We are moving forward on this premise.  So, the doc is playing with meds, and Dad is receiving PT, to the point that he can.  He has good days and bad days.  He's unhappy with so many things, but loves having visitors and eating peach ice cream from the rehab bistro.  His brain is fairly clear, which almost makes it more difficult - he understands what's happened to him.  And he hates it.

I hate it too.  I pray all the time that Dad will remember God loves him and still has a plan.  I've told Dad several times that he is not his body - his declining body is just his EARTH SUIT.   It's not really who he is, but Dad never seems convinced.   He's a Navy guy from the Greatest Generation.  Strength and productive work are everything.

We're going day by day here, thanking God for small pleasures, like cozy slip-free socks, kind therapists, and Sr.
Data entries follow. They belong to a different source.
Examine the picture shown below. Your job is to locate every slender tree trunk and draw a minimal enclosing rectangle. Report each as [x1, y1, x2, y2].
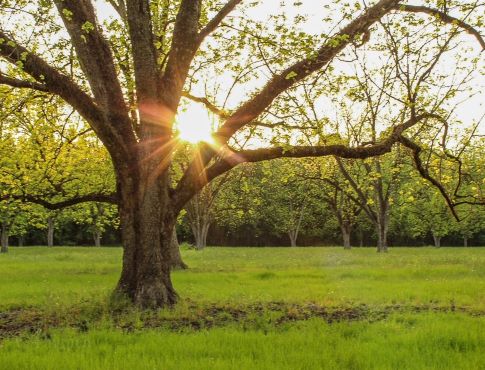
[0, 223, 9, 253]
[288, 231, 298, 247]
[170, 227, 188, 270]
[377, 211, 389, 253]
[190, 217, 210, 250]
[117, 166, 177, 308]
[93, 230, 101, 247]
[433, 234, 441, 248]
[340, 222, 352, 249]
[47, 217, 54, 247]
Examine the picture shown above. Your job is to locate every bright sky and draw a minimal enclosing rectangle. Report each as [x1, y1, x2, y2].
[91, 0, 485, 141]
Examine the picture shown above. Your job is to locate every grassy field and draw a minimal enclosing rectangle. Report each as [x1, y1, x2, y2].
[0, 248, 485, 369]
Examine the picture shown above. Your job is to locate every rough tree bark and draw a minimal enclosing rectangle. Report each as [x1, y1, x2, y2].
[0, 0, 479, 308]
[0, 223, 9, 253]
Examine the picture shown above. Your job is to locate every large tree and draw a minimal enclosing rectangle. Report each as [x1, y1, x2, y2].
[0, 0, 485, 307]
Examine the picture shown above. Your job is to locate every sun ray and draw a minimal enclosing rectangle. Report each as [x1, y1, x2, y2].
[176, 104, 214, 144]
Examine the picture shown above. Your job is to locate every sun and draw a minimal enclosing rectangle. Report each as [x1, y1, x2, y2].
[176, 104, 214, 144]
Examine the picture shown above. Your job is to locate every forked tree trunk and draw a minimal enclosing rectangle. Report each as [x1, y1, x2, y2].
[170, 228, 188, 270]
[0, 223, 9, 253]
[117, 165, 177, 308]
[47, 217, 54, 247]
[433, 235, 441, 248]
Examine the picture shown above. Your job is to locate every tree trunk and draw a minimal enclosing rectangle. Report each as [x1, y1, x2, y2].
[288, 231, 298, 247]
[47, 217, 54, 247]
[93, 230, 101, 247]
[117, 168, 177, 308]
[377, 224, 388, 253]
[377, 210, 389, 253]
[191, 219, 210, 250]
[170, 227, 189, 270]
[0, 223, 9, 253]
[340, 223, 352, 249]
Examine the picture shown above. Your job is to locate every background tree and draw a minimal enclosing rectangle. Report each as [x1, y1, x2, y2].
[0, 0, 485, 307]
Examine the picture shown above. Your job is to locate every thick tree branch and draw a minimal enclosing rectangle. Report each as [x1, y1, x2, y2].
[182, 91, 229, 118]
[126, 0, 159, 103]
[161, 0, 202, 114]
[216, 0, 399, 144]
[0, 72, 49, 92]
[55, 0, 127, 115]
[395, 4, 485, 50]
[199, 0, 242, 42]
[0, 30, 134, 158]
[177, 0, 399, 205]
[399, 135, 460, 221]
[174, 113, 438, 208]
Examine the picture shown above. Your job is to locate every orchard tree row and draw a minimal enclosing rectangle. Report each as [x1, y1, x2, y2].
[0, 0, 485, 308]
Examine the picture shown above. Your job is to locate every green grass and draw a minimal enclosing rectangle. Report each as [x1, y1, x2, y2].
[0, 248, 485, 370]
[0, 248, 485, 309]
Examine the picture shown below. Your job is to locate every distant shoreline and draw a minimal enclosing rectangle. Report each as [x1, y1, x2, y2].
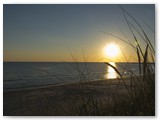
[3, 76, 140, 93]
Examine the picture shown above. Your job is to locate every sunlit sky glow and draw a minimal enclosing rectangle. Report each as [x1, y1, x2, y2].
[3, 4, 155, 62]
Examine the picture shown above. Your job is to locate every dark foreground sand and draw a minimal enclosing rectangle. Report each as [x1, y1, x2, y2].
[3, 78, 134, 116]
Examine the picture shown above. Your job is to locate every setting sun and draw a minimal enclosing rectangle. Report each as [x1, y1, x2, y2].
[104, 43, 119, 57]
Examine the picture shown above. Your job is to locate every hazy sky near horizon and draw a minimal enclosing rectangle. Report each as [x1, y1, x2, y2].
[3, 4, 155, 62]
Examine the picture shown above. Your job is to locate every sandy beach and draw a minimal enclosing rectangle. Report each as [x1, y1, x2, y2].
[3, 78, 135, 116]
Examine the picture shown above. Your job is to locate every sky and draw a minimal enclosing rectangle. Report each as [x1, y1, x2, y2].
[3, 4, 155, 62]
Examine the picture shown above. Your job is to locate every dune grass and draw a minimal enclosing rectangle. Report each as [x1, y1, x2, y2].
[4, 7, 155, 116]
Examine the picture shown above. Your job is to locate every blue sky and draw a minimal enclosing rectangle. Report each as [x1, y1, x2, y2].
[3, 4, 155, 62]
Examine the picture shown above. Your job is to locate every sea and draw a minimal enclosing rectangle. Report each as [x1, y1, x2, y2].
[3, 62, 154, 91]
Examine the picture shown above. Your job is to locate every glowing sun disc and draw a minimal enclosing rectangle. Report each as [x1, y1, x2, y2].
[104, 44, 119, 57]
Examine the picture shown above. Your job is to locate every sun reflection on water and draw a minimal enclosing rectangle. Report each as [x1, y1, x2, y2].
[104, 62, 117, 79]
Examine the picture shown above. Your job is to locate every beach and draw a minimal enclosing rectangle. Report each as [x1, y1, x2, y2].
[3, 78, 134, 116]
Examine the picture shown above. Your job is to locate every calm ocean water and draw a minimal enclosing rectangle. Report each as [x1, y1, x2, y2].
[3, 62, 152, 90]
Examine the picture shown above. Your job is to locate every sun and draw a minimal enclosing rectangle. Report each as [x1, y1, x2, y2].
[104, 43, 119, 58]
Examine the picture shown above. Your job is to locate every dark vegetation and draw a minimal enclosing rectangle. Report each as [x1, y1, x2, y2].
[4, 7, 155, 116]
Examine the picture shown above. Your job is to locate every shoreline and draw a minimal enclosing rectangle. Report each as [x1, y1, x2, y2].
[3, 76, 136, 93]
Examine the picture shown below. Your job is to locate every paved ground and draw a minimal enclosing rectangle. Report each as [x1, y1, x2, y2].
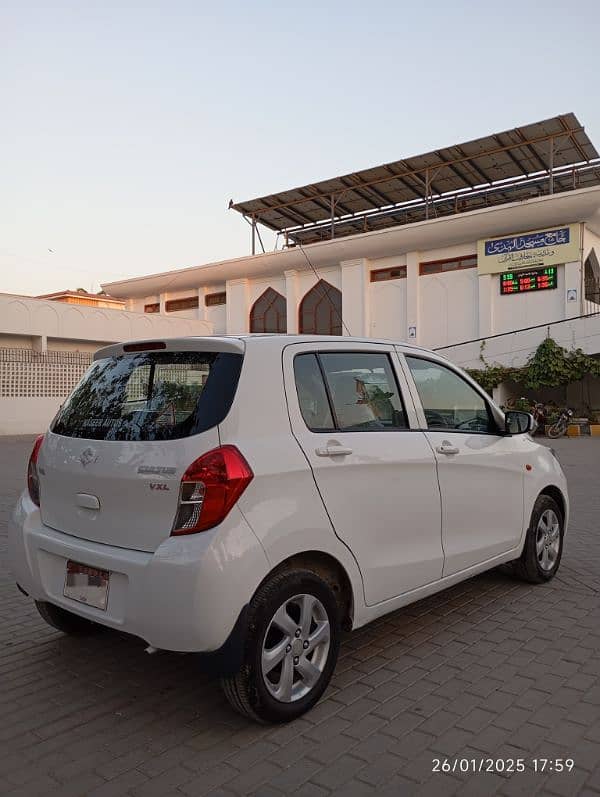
[0, 438, 600, 797]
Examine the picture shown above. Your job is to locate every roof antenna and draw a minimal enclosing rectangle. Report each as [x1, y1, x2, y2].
[296, 241, 352, 337]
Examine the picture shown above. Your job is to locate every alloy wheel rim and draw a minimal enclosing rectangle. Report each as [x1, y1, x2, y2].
[535, 509, 560, 573]
[261, 593, 331, 703]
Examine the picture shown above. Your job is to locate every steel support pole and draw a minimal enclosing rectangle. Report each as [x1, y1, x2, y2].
[330, 194, 335, 238]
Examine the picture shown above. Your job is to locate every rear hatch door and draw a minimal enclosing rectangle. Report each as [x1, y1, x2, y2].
[38, 339, 243, 551]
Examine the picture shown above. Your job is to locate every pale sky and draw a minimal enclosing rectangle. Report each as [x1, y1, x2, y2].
[0, 0, 600, 294]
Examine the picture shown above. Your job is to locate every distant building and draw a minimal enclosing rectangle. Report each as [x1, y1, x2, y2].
[35, 288, 125, 310]
[103, 114, 600, 386]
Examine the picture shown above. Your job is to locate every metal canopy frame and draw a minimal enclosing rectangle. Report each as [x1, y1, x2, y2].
[229, 113, 600, 249]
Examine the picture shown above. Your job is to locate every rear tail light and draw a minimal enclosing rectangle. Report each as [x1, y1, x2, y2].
[171, 446, 254, 535]
[27, 434, 44, 506]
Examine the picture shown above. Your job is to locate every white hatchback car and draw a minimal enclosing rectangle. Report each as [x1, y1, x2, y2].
[9, 335, 569, 722]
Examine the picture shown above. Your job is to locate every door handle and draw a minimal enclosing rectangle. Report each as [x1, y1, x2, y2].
[315, 446, 352, 457]
[435, 440, 460, 455]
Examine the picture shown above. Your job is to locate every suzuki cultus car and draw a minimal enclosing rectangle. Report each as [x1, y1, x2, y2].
[9, 335, 568, 722]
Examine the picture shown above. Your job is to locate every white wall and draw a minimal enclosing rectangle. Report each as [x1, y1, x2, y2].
[419, 268, 479, 348]
[369, 279, 407, 340]
[0, 396, 64, 436]
[0, 294, 213, 435]
[0, 294, 212, 342]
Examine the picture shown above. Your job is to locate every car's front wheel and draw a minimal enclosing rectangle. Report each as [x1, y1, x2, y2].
[514, 495, 564, 584]
[222, 570, 340, 722]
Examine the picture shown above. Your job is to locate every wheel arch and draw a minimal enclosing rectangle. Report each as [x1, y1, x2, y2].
[539, 484, 567, 523]
[256, 551, 355, 630]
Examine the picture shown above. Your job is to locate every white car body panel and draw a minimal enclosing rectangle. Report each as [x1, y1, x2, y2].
[283, 343, 443, 605]
[9, 336, 568, 651]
Immaculata, who tells Dad she doesn't care if he's shaky and tremor-y.  "Once you're on your feet," she tells him, "we'll do the jitterbug."
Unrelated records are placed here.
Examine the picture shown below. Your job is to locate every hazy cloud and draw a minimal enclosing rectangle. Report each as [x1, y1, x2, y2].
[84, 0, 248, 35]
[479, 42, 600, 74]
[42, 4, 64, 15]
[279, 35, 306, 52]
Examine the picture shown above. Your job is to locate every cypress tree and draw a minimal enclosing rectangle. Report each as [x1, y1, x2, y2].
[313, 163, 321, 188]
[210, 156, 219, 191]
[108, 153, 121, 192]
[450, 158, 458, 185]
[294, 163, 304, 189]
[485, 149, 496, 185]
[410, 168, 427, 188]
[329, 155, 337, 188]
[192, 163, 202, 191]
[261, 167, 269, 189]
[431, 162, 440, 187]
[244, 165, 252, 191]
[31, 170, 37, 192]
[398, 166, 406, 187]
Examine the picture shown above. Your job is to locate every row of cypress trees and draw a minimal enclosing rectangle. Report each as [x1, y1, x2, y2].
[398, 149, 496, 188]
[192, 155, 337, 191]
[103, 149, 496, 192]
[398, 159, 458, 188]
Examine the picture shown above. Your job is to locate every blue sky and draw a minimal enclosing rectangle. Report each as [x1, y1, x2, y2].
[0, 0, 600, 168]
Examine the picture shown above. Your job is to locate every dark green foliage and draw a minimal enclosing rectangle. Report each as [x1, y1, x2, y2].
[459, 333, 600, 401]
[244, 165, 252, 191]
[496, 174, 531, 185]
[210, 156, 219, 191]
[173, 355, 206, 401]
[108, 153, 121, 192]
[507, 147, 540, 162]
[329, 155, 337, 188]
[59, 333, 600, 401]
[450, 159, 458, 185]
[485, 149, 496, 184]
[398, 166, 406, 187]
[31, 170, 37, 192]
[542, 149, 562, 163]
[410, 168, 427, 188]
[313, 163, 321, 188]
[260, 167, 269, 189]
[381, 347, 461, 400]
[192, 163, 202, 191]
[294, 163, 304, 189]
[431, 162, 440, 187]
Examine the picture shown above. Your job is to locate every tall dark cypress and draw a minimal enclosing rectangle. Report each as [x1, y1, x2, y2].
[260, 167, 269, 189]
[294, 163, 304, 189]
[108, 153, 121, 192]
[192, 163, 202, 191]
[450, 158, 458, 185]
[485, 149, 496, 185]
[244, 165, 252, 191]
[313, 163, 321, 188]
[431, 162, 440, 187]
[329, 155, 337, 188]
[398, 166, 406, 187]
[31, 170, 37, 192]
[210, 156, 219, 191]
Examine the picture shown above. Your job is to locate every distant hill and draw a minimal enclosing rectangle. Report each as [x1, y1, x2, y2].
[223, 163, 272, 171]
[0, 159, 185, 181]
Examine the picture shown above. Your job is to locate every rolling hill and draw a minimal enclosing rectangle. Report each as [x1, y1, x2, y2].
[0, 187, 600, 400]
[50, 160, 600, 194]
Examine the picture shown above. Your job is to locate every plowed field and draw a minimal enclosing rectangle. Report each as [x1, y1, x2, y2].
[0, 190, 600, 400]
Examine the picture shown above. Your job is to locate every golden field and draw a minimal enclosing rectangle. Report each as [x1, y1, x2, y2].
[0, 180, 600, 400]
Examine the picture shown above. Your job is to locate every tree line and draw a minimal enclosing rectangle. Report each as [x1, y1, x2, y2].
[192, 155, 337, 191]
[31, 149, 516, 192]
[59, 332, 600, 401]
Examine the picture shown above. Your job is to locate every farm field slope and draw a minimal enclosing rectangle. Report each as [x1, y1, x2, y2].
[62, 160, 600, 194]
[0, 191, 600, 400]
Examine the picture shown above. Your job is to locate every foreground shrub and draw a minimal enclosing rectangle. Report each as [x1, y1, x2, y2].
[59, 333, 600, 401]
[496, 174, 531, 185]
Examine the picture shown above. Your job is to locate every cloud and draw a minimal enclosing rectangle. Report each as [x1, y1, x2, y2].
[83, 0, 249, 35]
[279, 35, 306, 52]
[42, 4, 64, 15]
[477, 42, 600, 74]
I'm getting a picture of that.

The religion teacher and Dad just before Christmas
 



16 comments:

I'm mostly known as 'MA' said...

It's good you have a more defined diagnosis and treatment can be given. We just have to be thankful for the few little things that can be enjoyed and go from there. One day at a time is the best way to live.

Joyce said...

So glad you have caring people involved in his treatment. They help make a hard situation a little more bearable. I will add your dad to my prayers today.

Marie said...

Nice photo. Your dad and mom are both so photogenic. :) Hope you are doing well.
Marie

Dana said...

You are all still in my thoughts and prayers.

Michael Ann said...

What a loving and devoted daughter you are. He is very lucky to have such a family.
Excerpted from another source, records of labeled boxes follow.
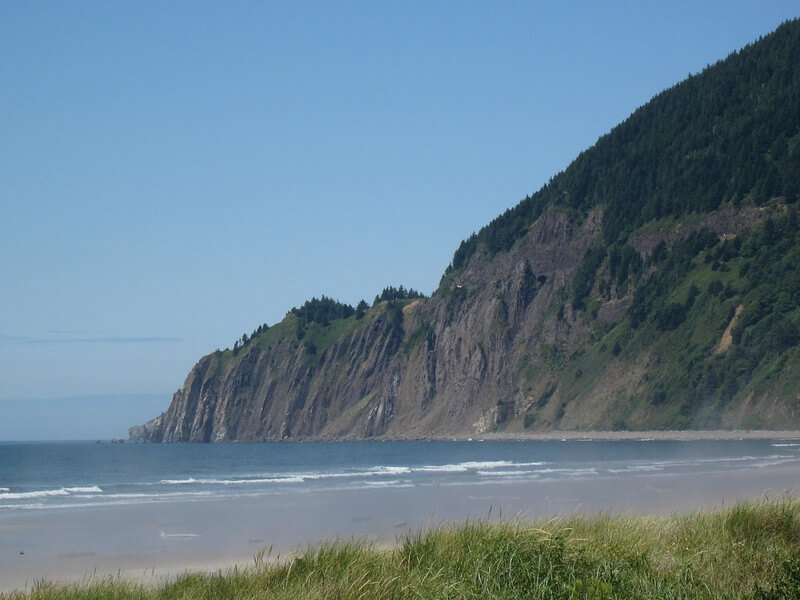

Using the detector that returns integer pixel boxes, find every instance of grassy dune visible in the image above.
[9,499,800,600]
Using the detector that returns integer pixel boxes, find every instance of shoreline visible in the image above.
[346,429,800,443]
[128,429,800,444]
[438,429,800,442]
[6,430,800,591]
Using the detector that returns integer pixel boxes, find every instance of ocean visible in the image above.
[0,440,800,590]
[0,440,800,514]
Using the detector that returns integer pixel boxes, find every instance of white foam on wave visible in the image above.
[64,485,103,494]
[369,466,411,475]
[0,488,69,500]
[363,479,414,488]
[159,475,304,485]
[478,470,540,477]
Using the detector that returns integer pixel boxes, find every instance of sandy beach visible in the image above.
[0,432,800,590]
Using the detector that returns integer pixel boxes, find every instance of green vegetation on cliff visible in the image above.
[448,20,800,270]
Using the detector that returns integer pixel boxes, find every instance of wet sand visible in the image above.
[426,429,800,441]
[0,458,800,590]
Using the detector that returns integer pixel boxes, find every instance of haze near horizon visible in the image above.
[0,2,797,440]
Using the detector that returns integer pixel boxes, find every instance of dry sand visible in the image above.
[0,431,800,590]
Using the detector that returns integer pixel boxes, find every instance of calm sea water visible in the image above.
[0,440,800,515]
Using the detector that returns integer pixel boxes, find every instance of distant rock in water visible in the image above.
[130,20,800,442]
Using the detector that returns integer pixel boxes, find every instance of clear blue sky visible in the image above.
[0,1,800,439]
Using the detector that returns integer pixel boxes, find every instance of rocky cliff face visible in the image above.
[131,20,800,442]
[130,202,785,442]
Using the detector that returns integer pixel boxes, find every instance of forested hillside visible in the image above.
[131,20,800,441]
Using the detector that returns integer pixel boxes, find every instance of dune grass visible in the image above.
[6,498,800,600]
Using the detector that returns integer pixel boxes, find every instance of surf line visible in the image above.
[159,530,200,539]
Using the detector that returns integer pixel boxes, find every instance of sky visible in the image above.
[0,0,800,440]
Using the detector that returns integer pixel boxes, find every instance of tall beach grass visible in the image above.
[6,498,800,600]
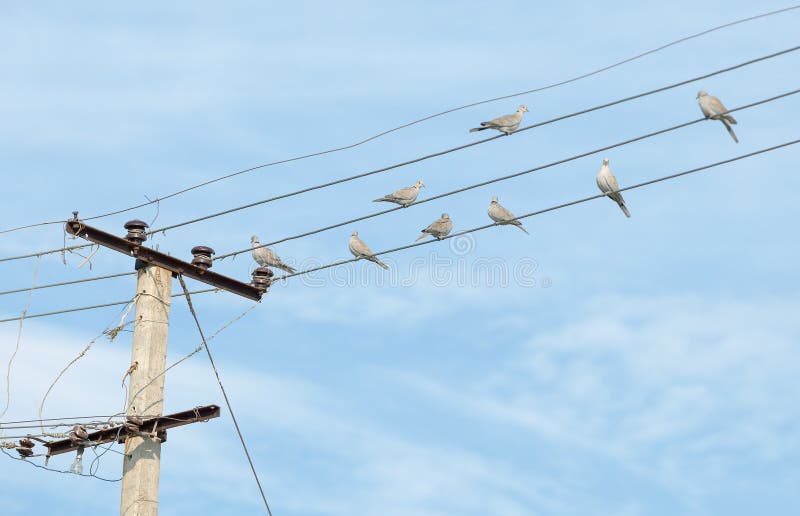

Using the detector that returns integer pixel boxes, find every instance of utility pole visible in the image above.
[120,261,172,516]
[61,212,273,516]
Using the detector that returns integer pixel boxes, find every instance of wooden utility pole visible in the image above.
[60,216,273,516]
[120,262,172,516]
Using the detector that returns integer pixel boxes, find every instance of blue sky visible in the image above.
[0,1,800,516]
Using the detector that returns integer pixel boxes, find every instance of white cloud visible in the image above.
[404,297,800,510]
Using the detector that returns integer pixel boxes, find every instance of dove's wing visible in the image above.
[497,204,514,221]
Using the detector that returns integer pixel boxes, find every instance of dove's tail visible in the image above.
[367,256,389,271]
[722,118,739,143]
[512,220,530,235]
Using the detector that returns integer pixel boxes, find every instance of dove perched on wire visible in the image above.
[597,158,631,217]
[697,90,739,143]
[414,213,453,242]
[350,231,389,270]
[250,235,296,274]
[372,181,425,208]
[488,195,530,235]
[469,105,528,136]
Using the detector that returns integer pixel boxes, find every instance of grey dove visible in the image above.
[469,105,528,136]
[372,181,425,208]
[414,213,453,242]
[597,158,631,217]
[350,231,389,270]
[250,235,296,274]
[488,195,530,235]
[697,90,739,143]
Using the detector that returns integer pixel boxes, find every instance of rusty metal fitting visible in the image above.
[250,267,275,292]
[192,245,214,269]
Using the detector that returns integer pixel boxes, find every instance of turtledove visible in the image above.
[597,158,631,217]
[488,196,530,235]
[697,90,739,143]
[372,181,425,208]
[250,235,296,274]
[349,231,389,270]
[469,104,528,136]
[414,213,453,242]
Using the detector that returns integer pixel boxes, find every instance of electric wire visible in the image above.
[213,89,800,260]
[0,4,800,234]
[142,45,800,237]
[0,288,219,323]
[0,258,42,418]
[0,84,800,282]
[178,274,272,516]
[0,448,122,482]
[0,271,136,296]
[273,139,800,282]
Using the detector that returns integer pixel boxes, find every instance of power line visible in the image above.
[0,414,125,428]
[273,139,800,282]
[0,448,122,482]
[0,85,800,282]
[144,45,800,234]
[0,4,800,238]
[0,288,219,323]
[178,274,272,516]
[0,271,136,296]
[214,89,800,260]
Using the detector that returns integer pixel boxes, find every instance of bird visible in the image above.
[414,213,453,242]
[597,158,631,217]
[250,235,296,274]
[469,104,528,136]
[372,180,425,208]
[697,90,739,143]
[488,195,530,235]
[349,231,389,270]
Jo-Anne's Ramblings said...

At least they have some idea what happened to him, a stroke can be such a terrible thing. I remember when my mum had a stroke way back in 78 wouldn't know it to see her now but at the time she was not very good at all............

Kenya G. Johnson said...

I just wanted to let you know I was thinking about you and your family. You all are in my prayers - you for strength and for your dad to not be uncomfortable.

Elizabeth said...

Seems like 2013 continues to be a year of challenges for you. I admire you for trying to find the positives and pray your trust in God continues to increase as you walk through these rocky times.

Brenda said...

That's good that they're narrowing it down and can move forward. It's so hard especially on men when their bodies don't do what they want them to do, or what they used to do. I'll be praying in agreement with you that he find peace in God love for him.

Marianne said...

I've never heard the expression "Earth Suit," but I love it. Prayers for dad & you!

Retired Knitter said...

Oh how hard this is. I know that well. And it never seems to get easier. My heart is with you. You are right. Since his mind is pretty clear, it is harder. Maybe if you remind him that you are learning so much about your own future through his experience, maybe he will feel like this is a productive situation. And you are learning ... every single day.

renae said...

Hi Mare! I missed this post somehow. Oh, so your Dad had a stroke? Wow. That is so interesting. Your post has a tone of calm yet constant frustrations. My Dad's mind was sharp to the end. His dang body was the uncontrollable part. Keep your chin up gal. You are in my prayers. ♥

Cecilia Marie Pulliam said...

Praying this will lead to a recovery, with some kind of positive life style. Thank you for keeping us posted.

Martha said...

You and Dad are in my thoughts and prayers ((big hugs))

Anonymous said...

Adding you, your dad and family to my prayer list...it's tough when family members aren't well. (((hugs)))

Tamera Brose said...

All of you will be in my thoughts and prayers. You because caregiving is hard. Your father, so that he can accept what he can't change. All of you family, because it isn't just you and your dad. Hugs.